Copy the filtered input data to the output file, changing the separator character from "@" to "&". The output could then be used to create a table in LaTeX.
Example 6
unix% dmextract "event.fits[bin pi]" "pha.txt[opt kernel=text/dtf]" type=pha1 text_spectrum_program pha.txt > new.pha.txt unix% dmsort new.pha.txt sort.pha.fits
Create a Type 1 PHA file in DTF text format, propogating the full header. Use an external text-based tool, then run dmsort. The final file is again in FITS format.
Example 7
unix% dmtcalc LaunchData.txt"[cols length,diameter,launch_mass]" calc_results.txt"[opt kernel=text/simple]" expr="result=diameter*length*(diameter/launch_mass)"
Run dmtcalc on a fixed-format text file, creating a new column named "result".
Example 8
unix% dmcopy "events.txt[bin energy=500:700:10]" "myout.img[opt kernel=text/dtf]"

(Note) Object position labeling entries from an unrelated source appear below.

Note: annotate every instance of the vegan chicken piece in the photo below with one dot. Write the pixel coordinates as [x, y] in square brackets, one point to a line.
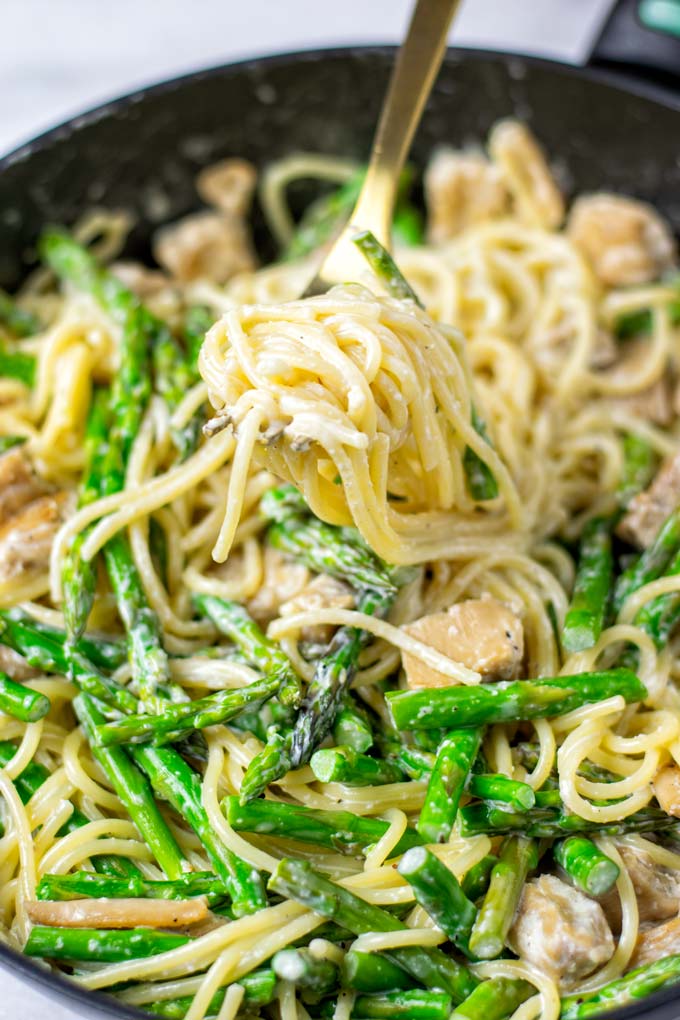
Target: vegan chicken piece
[561, 930]
[481, 633]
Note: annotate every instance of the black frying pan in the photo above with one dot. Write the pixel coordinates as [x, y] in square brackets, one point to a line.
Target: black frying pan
[143, 153]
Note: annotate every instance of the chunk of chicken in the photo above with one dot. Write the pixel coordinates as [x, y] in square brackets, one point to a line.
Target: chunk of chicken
[666, 787]
[25, 540]
[625, 241]
[657, 888]
[323, 592]
[205, 245]
[18, 482]
[228, 186]
[561, 930]
[655, 944]
[482, 633]
[524, 167]
[647, 511]
[281, 580]
[462, 190]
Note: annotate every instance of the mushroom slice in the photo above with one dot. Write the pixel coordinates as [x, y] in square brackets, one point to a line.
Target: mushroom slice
[481, 633]
[122, 913]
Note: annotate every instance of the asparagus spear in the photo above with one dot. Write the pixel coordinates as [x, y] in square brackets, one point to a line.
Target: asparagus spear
[79, 577]
[16, 319]
[20, 702]
[301, 968]
[177, 721]
[173, 780]
[259, 987]
[371, 972]
[553, 823]
[297, 880]
[501, 789]
[518, 857]
[47, 643]
[639, 462]
[233, 621]
[511, 701]
[650, 563]
[384, 267]
[452, 767]
[493, 1000]
[98, 946]
[332, 677]
[412, 1004]
[353, 727]
[134, 791]
[475, 881]
[77, 884]
[345, 765]
[438, 891]
[585, 617]
[44, 652]
[17, 365]
[338, 830]
[588, 868]
[321, 547]
[636, 984]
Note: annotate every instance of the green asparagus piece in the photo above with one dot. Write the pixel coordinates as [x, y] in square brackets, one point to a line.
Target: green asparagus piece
[43, 651]
[511, 701]
[353, 768]
[332, 677]
[447, 782]
[639, 462]
[301, 968]
[493, 1000]
[79, 577]
[413, 1004]
[233, 621]
[481, 483]
[135, 793]
[518, 857]
[87, 883]
[475, 881]
[297, 880]
[338, 830]
[585, 617]
[98, 946]
[8, 442]
[268, 766]
[20, 702]
[16, 319]
[650, 563]
[553, 823]
[371, 972]
[501, 789]
[174, 781]
[438, 891]
[384, 267]
[177, 721]
[636, 984]
[353, 727]
[588, 868]
[259, 987]
[17, 365]
[29, 633]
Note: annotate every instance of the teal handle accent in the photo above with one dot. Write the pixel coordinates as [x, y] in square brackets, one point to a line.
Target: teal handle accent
[661, 15]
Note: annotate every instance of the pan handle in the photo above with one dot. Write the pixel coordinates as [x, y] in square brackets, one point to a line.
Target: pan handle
[641, 38]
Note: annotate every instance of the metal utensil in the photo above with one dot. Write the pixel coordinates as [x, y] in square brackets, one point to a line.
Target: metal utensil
[417, 64]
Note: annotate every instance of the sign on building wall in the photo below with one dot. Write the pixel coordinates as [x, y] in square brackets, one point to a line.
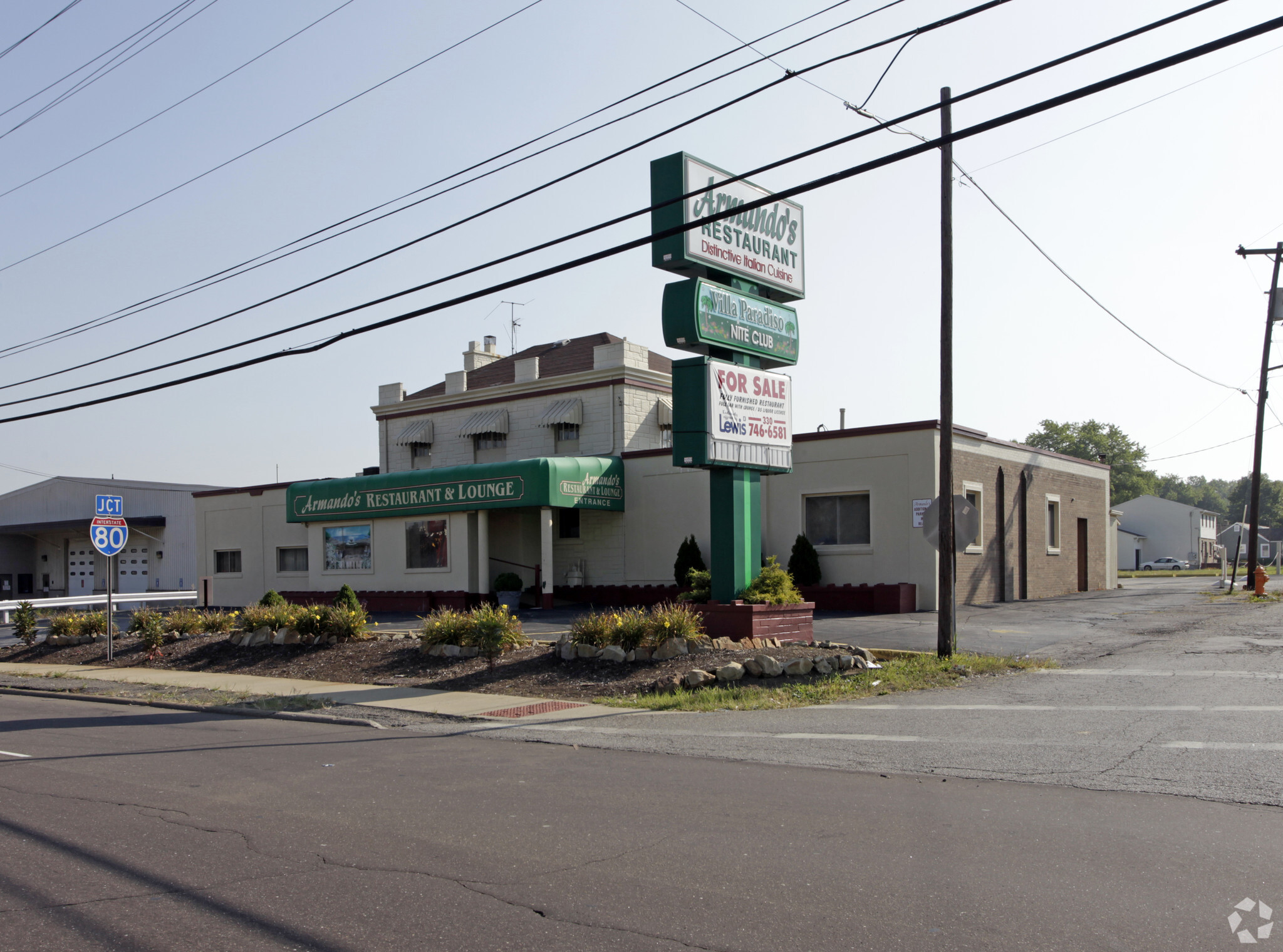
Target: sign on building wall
[762, 246]
[700, 313]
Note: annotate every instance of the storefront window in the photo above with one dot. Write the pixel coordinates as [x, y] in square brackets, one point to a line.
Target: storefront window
[348, 548]
[426, 544]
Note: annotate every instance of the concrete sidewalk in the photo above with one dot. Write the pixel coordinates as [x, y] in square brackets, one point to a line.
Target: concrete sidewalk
[456, 703]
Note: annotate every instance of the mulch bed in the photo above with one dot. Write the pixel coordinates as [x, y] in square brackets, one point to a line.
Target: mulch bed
[530, 671]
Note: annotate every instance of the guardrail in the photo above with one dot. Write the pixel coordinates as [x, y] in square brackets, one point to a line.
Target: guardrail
[117, 598]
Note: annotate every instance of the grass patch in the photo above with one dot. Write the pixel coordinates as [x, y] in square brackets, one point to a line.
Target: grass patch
[902, 674]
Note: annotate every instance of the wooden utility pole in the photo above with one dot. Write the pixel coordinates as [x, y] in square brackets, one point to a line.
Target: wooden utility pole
[947, 616]
[1255, 500]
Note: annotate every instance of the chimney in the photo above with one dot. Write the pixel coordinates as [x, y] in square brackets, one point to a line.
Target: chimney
[480, 354]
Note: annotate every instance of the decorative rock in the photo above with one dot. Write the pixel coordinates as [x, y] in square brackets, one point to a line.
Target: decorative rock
[667, 685]
[699, 679]
[798, 666]
[672, 648]
[770, 666]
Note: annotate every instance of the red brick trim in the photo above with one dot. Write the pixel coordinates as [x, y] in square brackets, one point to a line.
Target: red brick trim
[510, 398]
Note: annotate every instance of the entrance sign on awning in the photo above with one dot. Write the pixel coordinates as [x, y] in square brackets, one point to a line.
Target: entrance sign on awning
[571, 483]
[764, 246]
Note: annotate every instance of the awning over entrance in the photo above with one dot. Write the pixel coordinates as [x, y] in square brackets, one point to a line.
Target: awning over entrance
[564, 412]
[488, 421]
[570, 483]
[416, 434]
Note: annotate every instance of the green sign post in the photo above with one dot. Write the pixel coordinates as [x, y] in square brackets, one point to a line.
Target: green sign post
[730, 413]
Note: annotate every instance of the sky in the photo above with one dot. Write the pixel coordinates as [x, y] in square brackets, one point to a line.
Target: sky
[1143, 209]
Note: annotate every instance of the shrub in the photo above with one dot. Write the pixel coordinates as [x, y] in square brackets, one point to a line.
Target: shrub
[346, 598]
[701, 586]
[219, 623]
[185, 621]
[496, 631]
[805, 562]
[62, 624]
[509, 582]
[688, 559]
[774, 586]
[675, 620]
[24, 623]
[346, 624]
[447, 626]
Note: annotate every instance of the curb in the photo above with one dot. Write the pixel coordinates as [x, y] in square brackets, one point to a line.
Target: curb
[175, 706]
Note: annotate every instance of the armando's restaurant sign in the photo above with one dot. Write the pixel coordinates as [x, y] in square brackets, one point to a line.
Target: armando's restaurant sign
[590, 483]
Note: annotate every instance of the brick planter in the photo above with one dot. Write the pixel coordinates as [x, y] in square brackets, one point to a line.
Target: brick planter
[739, 621]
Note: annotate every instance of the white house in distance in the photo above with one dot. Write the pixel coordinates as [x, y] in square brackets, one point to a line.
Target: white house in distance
[1153, 527]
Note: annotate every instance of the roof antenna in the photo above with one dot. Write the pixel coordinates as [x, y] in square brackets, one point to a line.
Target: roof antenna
[514, 323]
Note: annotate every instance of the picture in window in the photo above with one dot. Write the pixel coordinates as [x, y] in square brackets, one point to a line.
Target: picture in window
[838, 520]
[426, 544]
[346, 547]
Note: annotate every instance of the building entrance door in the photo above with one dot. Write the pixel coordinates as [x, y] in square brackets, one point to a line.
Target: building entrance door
[1082, 554]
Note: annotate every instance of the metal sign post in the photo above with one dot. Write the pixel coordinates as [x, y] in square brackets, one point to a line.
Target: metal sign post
[108, 533]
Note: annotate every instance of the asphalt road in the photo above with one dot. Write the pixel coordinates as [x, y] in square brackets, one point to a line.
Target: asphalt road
[137, 829]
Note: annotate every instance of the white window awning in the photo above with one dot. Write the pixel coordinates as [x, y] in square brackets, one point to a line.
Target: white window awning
[663, 412]
[416, 434]
[564, 412]
[488, 421]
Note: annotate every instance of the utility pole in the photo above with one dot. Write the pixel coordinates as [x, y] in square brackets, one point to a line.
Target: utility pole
[1270, 316]
[946, 637]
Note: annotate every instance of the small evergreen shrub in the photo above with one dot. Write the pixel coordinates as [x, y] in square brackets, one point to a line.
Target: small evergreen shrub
[346, 598]
[24, 623]
[805, 562]
[688, 559]
[509, 582]
[774, 586]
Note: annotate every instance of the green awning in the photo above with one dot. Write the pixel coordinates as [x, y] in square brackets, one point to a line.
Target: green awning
[571, 483]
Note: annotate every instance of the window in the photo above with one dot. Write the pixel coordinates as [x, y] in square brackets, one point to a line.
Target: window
[838, 520]
[1054, 524]
[566, 437]
[227, 562]
[491, 447]
[293, 560]
[974, 494]
[426, 544]
[348, 548]
[568, 524]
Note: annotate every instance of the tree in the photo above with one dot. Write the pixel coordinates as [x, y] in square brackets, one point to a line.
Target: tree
[805, 562]
[1101, 443]
[688, 557]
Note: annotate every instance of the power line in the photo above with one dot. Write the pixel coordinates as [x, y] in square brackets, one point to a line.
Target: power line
[174, 106]
[215, 277]
[281, 135]
[86, 66]
[492, 208]
[14, 45]
[1081, 93]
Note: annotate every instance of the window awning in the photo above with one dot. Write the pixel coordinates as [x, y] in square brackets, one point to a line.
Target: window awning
[564, 412]
[488, 421]
[663, 411]
[420, 433]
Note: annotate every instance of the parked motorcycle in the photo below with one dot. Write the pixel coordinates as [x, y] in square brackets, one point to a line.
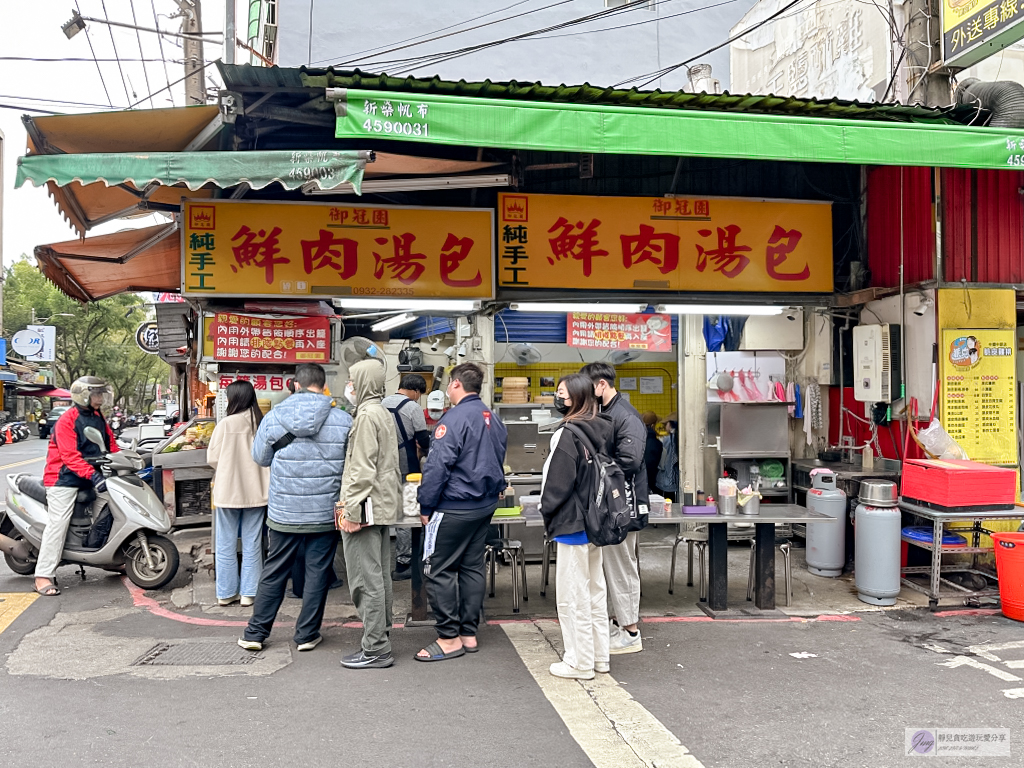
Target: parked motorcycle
[121, 526]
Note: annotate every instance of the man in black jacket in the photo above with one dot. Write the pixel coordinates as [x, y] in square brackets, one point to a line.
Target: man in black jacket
[622, 570]
[462, 478]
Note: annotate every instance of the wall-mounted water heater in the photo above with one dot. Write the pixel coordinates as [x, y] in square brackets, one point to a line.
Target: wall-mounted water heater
[877, 376]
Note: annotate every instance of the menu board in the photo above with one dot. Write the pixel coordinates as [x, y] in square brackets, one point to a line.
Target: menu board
[247, 338]
[978, 392]
[649, 333]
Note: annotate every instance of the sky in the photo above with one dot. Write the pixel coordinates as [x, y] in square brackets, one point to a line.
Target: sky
[33, 30]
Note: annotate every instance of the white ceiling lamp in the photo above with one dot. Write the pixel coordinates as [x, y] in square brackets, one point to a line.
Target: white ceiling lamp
[370, 186]
[417, 305]
[730, 309]
[555, 306]
[396, 321]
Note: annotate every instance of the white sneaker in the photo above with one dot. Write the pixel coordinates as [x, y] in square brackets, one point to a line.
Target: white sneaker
[560, 669]
[622, 641]
[311, 644]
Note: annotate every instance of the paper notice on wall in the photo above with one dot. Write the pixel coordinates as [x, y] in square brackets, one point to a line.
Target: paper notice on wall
[430, 537]
[651, 385]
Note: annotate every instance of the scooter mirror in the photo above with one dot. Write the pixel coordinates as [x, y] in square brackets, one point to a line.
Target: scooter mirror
[94, 435]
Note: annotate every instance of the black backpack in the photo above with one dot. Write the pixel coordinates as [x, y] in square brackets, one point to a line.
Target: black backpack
[607, 514]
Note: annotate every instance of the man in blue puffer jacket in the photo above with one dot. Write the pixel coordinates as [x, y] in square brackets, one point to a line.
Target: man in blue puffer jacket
[303, 441]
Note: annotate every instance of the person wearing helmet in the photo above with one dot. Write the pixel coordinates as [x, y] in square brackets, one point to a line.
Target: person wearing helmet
[69, 471]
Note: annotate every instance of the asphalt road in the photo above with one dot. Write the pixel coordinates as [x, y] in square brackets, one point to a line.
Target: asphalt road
[822, 693]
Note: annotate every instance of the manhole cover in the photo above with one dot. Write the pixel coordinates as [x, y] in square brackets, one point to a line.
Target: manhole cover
[196, 654]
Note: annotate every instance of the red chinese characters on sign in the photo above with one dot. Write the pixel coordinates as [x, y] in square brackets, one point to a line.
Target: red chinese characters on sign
[780, 245]
[260, 383]
[257, 249]
[329, 252]
[728, 257]
[245, 338]
[651, 333]
[581, 245]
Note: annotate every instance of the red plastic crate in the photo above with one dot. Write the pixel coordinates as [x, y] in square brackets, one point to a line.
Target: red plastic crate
[958, 484]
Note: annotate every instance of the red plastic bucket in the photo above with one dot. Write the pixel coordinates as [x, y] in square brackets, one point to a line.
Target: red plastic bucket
[1010, 567]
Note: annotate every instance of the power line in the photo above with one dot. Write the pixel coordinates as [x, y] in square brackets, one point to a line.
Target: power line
[470, 29]
[156, 23]
[116, 55]
[39, 59]
[375, 51]
[668, 70]
[138, 37]
[170, 85]
[92, 50]
[431, 59]
[53, 100]
[637, 24]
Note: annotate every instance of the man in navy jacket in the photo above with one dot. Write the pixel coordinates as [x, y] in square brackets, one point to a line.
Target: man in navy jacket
[463, 476]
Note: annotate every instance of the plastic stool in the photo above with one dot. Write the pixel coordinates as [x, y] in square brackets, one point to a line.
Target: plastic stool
[514, 550]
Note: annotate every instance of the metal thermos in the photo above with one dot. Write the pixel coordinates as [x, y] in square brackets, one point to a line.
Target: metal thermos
[877, 537]
[826, 541]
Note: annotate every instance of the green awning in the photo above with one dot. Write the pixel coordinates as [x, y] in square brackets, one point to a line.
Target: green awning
[649, 130]
[195, 169]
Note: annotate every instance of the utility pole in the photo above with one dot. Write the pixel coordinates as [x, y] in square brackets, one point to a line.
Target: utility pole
[928, 78]
[195, 73]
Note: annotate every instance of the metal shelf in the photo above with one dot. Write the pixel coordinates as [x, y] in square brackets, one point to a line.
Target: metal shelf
[947, 550]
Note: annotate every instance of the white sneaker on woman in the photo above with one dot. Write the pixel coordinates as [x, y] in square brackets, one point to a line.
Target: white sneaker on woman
[560, 669]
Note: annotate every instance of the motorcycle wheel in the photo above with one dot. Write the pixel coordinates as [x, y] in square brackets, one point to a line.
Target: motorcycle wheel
[165, 557]
[22, 567]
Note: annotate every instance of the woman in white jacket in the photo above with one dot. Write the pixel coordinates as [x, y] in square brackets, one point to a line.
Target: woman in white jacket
[240, 491]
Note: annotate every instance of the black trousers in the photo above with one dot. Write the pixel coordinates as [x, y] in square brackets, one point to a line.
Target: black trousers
[320, 550]
[456, 582]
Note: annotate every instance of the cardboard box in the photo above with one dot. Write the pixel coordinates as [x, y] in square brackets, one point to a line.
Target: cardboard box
[958, 484]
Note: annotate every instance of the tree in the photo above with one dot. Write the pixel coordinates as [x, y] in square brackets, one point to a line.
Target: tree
[93, 339]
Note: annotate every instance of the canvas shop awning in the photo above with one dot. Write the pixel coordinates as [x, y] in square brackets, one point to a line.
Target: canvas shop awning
[657, 123]
[145, 259]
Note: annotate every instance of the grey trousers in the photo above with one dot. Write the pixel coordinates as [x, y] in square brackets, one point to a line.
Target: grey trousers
[402, 546]
[59, 506]
[368, 560]
[622, 571]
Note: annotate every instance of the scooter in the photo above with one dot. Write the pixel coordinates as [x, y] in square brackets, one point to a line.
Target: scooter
[120, 527]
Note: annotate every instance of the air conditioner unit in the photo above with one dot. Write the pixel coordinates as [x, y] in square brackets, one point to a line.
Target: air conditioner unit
[877, 376]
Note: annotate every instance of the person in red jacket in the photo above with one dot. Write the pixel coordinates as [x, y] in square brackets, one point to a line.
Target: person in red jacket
[68, 471]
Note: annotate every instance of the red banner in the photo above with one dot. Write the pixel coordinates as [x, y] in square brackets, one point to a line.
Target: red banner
[649, 333]
[244, 338]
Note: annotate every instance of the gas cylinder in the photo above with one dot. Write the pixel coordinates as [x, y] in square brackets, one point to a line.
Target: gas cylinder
[877, 537]
[826, 541]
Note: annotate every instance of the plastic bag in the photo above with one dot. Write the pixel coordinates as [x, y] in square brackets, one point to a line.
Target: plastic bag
[937, 441]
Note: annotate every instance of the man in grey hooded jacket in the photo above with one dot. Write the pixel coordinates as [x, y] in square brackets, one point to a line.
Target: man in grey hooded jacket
[371, 489]
[303, 440]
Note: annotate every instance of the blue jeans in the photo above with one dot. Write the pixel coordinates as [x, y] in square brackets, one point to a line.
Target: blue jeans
[232, 523]
[284, 549]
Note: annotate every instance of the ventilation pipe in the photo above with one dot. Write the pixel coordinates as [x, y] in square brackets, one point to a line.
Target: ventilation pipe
[701, 81]
[1003, 99]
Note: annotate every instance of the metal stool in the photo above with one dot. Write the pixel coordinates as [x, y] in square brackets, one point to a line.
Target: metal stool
[783, 546]
[695, 534]
[514, 550]
[550, 545]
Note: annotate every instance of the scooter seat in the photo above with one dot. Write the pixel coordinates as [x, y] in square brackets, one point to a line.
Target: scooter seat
[33, 487]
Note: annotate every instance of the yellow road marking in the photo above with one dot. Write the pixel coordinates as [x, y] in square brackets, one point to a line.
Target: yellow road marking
[613, 729]
[22, 464]
[12, 604]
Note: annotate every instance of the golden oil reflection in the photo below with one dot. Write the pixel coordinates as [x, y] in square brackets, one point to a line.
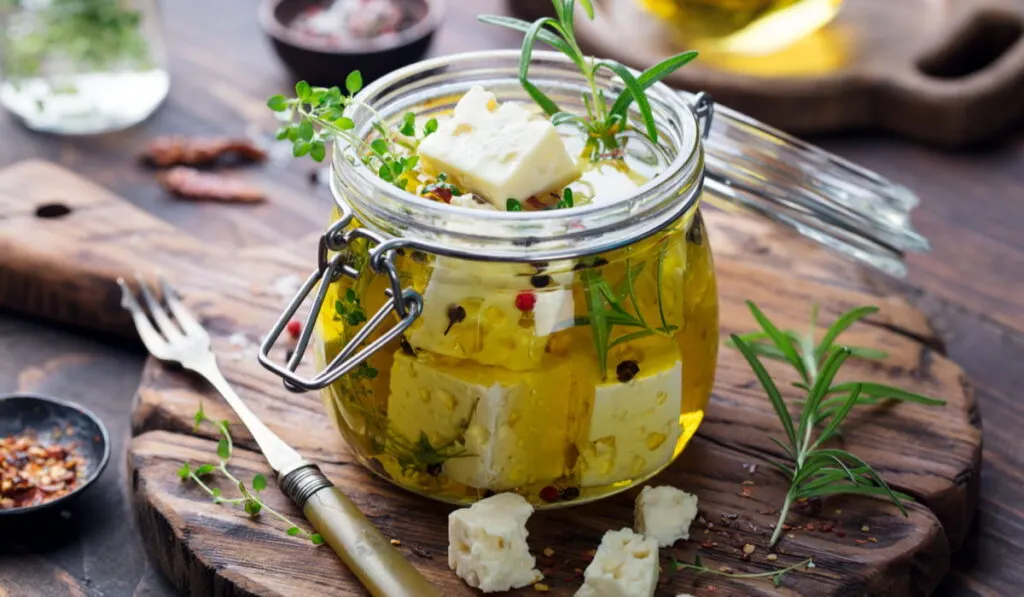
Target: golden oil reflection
[786, 38]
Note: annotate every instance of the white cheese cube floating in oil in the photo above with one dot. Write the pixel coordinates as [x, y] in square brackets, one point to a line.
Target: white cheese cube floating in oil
[634, 422]
[487, 544]
[625, 565]
[498, 152]
[509, 428]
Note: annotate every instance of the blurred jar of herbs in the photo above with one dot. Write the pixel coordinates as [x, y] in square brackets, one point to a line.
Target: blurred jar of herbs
[81, 67]
[743, 27]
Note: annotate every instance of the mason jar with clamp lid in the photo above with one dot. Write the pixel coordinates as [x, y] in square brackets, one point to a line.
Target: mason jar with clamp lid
[564, 354]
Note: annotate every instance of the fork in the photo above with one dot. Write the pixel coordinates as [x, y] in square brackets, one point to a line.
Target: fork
[178, 337]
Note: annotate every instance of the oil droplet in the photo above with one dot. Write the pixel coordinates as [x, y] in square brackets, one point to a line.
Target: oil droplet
[448, 400]
[638, 464]
[654, 440]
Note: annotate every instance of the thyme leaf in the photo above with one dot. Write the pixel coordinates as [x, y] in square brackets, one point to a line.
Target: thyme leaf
[815, 471]
[249, 498]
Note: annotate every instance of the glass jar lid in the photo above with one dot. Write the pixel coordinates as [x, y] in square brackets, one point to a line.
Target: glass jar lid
[823, 197]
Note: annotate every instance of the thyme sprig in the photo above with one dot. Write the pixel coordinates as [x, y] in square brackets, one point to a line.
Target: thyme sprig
[813, 470]
[604, 120]
[775, 576]
[249, 500]
[316, 115]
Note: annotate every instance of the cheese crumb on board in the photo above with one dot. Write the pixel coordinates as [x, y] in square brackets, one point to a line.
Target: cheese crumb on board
[487, 544]
[499, 152]
[634, 426]
[665, 514]
[625, 565]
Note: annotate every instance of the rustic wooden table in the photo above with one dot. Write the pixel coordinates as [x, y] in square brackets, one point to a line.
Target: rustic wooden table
[972, 286]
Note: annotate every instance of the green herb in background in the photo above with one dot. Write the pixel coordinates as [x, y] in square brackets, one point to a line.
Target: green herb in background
[91, 35]
[250, 500]
[814, 470]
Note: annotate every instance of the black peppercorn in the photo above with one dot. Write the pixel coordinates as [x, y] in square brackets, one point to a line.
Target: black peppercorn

Bin an ASCII table file into an ASCII image file.
Sample files
Below are basic samples of each of the ASCII formats.
Table: text/raw
alpha 167413425.5456684232 319 434 2119.869 4193.105 beta 167413425.5456684232 219 532 2020.054 4096.020 gamma 167413425.5867084265 607 483 3448.656 4140.115 delta 167413427.1456484795 420 331 4306.355 4289.419
Table: text/simple
#name time tx ty sky(x,y) alpha 167413425.5456684232 319 434 2119.869 4193.105 beta 167413425.5456684232 219 532 2020.054 4096.020 gamma 167413425.5867084265 607 483 3448.656 4140.115 delta 167413427.1456484795 420 331 4306.355 4289.419
Table: text/dtf
XTENSION='TABLE' HDUNAME = "MyINFO" TFIELDS = 7 TTYPE1 = "name " TFORM1 = "10A " / data format of field. TTYPE2 = "time " / Time of event TFORM2 = "1D " / data format of field. TTYPE3 = "tx " / Tile position - X TFORM3 = "1I " / data format of field. TTYPE4 = "ty " / Tile position - Y TFORM4 = "1I " / data format of field. TTYPE5 = "x " / Sky position - X TFORM5 = "1E " / data format of field. TTYPE6 = "y " / Sky position - Y TFORM6 = "1E " / data format of field. TTYPE7 = "useFlag " / Record usable? TFORM7 = "1L " / data format of field. TTYPE8 = "status " / Event status bits TFORM8 = "3X " / data format of field. MTYPE1 = sky MFORM1 = x,y END alpha 167413425.5456684232 319 434 2119.869 4193.105 T 001 beta 167413425.5456684232 219 532 2020.054 4096.020 T 010 gamma 167413425.5867084265 607 483 3448.656 4140.115 F 011 delta 167413427.1456484795 420 331 4306.355 4289.419 T 100
Image: text/dtf
XTENSION='IMAGE' HDUNAME = "MyIMG" BITPIX = 16 NAXIS = 2 NAXIS1 = 4 NAXIS2 = 3 MTYPE1 = "sky " MFORM1 = "x,y " END 1 2 3 4 5 6 7 8 9 10 11 12
Bugs
See the bugs page for the Data Model library on the CIAO website for an up-to-date listing of known bugs.
Refer to the CIAO bug pages for an up-to-date listing of known issues.